I think we’ve all had moments of regret when it comes to comments we may have made. Social media has changed a LOT over the years and I know I look back at some of my old Facebook posts or comments and cringe. We grow and change and mature. Just as easy as it is to spew hate online, it’s equally easy to send a quick private message to apologize to someone you may have offended. It’s easy to hit “edit” or just delete the post or comment altogether.
But how do you respond when you’re the one receiving the unkind words? The hurtful comments? From a stranger, or worse, from someone you do know personally?
Unfortunately I’ve had a good bit of personal experience with this issue. And I’ve learned that sometimes the best response is no response at all. Silence. No snarky comeback, no defending yourself, no rudeness. Just silence. (Proverbs 17:27-28)
Silence when you read a post you are itching to reply to with your own input
Silence when you see a view opposing yours
Silence when you are offended
Silence when you are hurt
I love me a good Disney reference and we all know the famous line from Bambi “If you don’t have anything nice to say then don’t say anything at all.” This needs to be applied to all areas of life…not just words spoken but also those written.
When someone hurts you, it’s hard to not respond. It’s difficult to walk away from the screen and take a breather. It’s hard when the rest of your day you spend thinking over the comment and what you WANT to say in response but then not actually allowing yourself to respond.
So often when people are offensive or hurtful we take it very personally. And yes, it IS personal. Attacks on our social media are attacks on us, right? Not always. Sometimes it’s just another person who doesn’t agree with our view. It doesn’t mean they don’t like us or care about us, they may just be passionate about their stance on an issue (and unable to practice the tool of self control and not able to just stay silent). Sometimes it is truly personal. And when it is, I have to remind myself of Jesus on the cross.
Jesus was up on the cross. People were shouting for him to be killed. He was Jesus. He was GOD. He could have had a million different responses. He could have literally destroyed the entire world, all the people who were causing him such physical pain. Instead do you know what he did? He asked God to forgive them. He said “they know not what they do.” (Luke 22:34)
And MOST of the time those people who are hurting us? They also do not know what they are doing. Maybe they are intentionally being ugly and mean, maybe not. Maybe they are misguided in their sources for their opinions. Maybe they only have one side of a story. Maybe they are hurting or experiencing something difficult in their lives. Maybe they are just tired and cranky and unable to control the urge to vent.

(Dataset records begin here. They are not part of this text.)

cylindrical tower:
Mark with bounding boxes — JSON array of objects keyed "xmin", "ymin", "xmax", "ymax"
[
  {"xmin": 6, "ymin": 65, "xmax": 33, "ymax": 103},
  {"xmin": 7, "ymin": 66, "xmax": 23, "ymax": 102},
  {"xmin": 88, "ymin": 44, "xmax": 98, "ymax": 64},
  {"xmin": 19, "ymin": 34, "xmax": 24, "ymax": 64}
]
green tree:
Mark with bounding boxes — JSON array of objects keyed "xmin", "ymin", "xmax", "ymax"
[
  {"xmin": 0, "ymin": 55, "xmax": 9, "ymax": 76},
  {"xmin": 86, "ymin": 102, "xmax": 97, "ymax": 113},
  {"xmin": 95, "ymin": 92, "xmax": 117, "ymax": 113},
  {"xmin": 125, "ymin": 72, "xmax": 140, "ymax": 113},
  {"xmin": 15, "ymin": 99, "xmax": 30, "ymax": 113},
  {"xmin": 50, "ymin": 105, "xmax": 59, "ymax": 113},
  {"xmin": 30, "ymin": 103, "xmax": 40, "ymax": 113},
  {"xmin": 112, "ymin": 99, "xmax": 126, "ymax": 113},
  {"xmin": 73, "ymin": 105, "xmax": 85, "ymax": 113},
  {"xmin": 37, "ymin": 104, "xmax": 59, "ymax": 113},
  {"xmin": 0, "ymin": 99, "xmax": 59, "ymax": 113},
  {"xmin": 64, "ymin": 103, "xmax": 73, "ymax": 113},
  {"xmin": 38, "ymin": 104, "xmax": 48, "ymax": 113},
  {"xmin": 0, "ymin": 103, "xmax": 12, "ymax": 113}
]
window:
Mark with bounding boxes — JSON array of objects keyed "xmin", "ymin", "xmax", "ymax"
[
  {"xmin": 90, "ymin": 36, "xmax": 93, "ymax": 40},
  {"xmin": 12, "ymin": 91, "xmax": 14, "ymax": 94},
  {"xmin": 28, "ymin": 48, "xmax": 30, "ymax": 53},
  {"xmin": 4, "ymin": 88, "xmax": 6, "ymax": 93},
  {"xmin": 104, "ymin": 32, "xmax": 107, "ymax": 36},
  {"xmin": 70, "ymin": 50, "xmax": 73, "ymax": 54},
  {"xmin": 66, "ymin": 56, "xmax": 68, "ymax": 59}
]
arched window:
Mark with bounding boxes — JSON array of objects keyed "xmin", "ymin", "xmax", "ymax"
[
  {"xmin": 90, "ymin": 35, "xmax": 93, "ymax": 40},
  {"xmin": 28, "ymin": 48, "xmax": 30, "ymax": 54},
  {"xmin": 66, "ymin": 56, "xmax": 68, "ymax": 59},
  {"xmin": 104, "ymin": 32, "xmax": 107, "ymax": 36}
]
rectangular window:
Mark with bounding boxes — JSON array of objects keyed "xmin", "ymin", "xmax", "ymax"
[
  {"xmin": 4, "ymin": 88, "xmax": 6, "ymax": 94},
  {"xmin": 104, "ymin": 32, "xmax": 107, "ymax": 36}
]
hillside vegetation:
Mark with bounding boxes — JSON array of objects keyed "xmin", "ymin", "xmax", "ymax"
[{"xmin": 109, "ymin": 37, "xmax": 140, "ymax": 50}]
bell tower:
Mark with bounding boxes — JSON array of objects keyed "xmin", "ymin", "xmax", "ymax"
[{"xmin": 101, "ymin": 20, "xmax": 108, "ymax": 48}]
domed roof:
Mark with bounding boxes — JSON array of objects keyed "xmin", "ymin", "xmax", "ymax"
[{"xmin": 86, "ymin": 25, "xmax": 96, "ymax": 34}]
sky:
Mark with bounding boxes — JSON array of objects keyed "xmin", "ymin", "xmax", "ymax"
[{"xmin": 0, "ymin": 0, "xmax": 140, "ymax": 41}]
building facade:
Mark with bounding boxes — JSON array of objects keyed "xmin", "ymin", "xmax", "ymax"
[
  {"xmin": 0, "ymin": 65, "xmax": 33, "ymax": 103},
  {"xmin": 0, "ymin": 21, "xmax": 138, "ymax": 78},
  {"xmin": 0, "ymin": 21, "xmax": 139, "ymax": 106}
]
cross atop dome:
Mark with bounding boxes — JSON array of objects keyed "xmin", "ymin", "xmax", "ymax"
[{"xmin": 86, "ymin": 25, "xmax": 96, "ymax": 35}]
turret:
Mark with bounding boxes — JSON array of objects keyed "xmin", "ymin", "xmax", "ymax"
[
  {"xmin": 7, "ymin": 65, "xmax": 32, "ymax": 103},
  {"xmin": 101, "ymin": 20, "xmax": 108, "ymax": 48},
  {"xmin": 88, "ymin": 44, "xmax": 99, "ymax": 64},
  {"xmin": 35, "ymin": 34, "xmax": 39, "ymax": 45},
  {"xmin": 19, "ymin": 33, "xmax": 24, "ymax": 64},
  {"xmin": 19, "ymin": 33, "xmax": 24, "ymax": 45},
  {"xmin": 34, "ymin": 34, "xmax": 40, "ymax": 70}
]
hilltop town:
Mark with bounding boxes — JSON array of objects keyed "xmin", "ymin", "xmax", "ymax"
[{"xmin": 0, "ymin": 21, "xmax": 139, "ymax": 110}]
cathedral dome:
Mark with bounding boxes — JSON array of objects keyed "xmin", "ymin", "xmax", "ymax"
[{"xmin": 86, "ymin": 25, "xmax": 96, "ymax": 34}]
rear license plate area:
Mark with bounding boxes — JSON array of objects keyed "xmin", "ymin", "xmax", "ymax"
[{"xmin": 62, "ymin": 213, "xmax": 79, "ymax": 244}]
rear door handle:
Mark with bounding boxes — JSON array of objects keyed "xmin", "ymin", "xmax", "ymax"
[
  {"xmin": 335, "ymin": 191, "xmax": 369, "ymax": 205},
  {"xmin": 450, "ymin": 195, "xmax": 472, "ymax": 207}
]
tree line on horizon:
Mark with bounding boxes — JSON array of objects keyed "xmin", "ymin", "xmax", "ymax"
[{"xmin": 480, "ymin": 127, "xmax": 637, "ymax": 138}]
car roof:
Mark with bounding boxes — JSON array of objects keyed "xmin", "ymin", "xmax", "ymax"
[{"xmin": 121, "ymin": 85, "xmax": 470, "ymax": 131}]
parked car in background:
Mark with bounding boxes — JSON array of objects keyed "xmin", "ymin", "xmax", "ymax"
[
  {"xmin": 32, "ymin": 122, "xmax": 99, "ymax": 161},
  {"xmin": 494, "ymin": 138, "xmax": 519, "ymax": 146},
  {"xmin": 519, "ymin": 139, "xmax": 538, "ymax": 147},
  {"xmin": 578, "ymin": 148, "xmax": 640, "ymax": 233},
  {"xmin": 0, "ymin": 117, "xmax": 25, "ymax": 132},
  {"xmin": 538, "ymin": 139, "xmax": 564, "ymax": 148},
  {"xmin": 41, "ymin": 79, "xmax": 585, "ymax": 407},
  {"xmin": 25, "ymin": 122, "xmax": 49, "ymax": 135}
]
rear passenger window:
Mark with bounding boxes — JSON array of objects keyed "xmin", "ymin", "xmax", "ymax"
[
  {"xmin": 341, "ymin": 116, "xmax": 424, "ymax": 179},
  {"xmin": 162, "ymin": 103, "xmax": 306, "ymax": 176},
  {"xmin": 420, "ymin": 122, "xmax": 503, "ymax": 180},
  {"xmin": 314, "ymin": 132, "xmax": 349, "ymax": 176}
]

There are no excuses for being rude or mean. But it makes it SO much easier to stay silent and to forgive such actions when you try to focus on the lack of understanding that person has on whatever the situation may be.
If you know the offender personally, then go to them. The Bible instructs us to go to a brother or sister in Christ and work things out together (Matthew 18:15-17). But so often in the world of social media we DON’T know the offender personally. Or we live so far from each other that it’d be impossible to meet face to face. Sometimes there are things worth messaging someone privately about, but usually I just try hard to forgive them without being given an apology and to practice my self-control and my ability to remain silent.
Someday such offenders will look back and see that they were hurtful. And sometimes being an example to others is simply ignoring them. Engaging with someone in their moment of spiritual weakness will only potentially lead to your own stumbling. So let it ride. Walk away. Put down the phone and take a breather.
And remember that you are more than your social media profile. You are more than articles you share or opinions you have. Not everyone gets to see every side of you, or your family and that’s okay. Keep having faith and walking in light and your goodness won’t go unnoticed. Just as you may have some “haters” you are probably also encouraging more people than you know! Don’t let a couple rude people stop you from being an example for Christ to others!
My favorite thing about social media is that it’s a great tool for encouragement to others. I’m an “over-liker.” I “like” just about everything I see because I know it brings the person posting joy to see that. I try to comment on cute pictures of kids, or when a mama is lookin’ good, or when someone is down and needs some kind words. YES. Social media is filled with haters, but where there is darkness is where light can easily shine even brighter. Don’t let the haters bring you down, continue to encourage each other and lift each other up!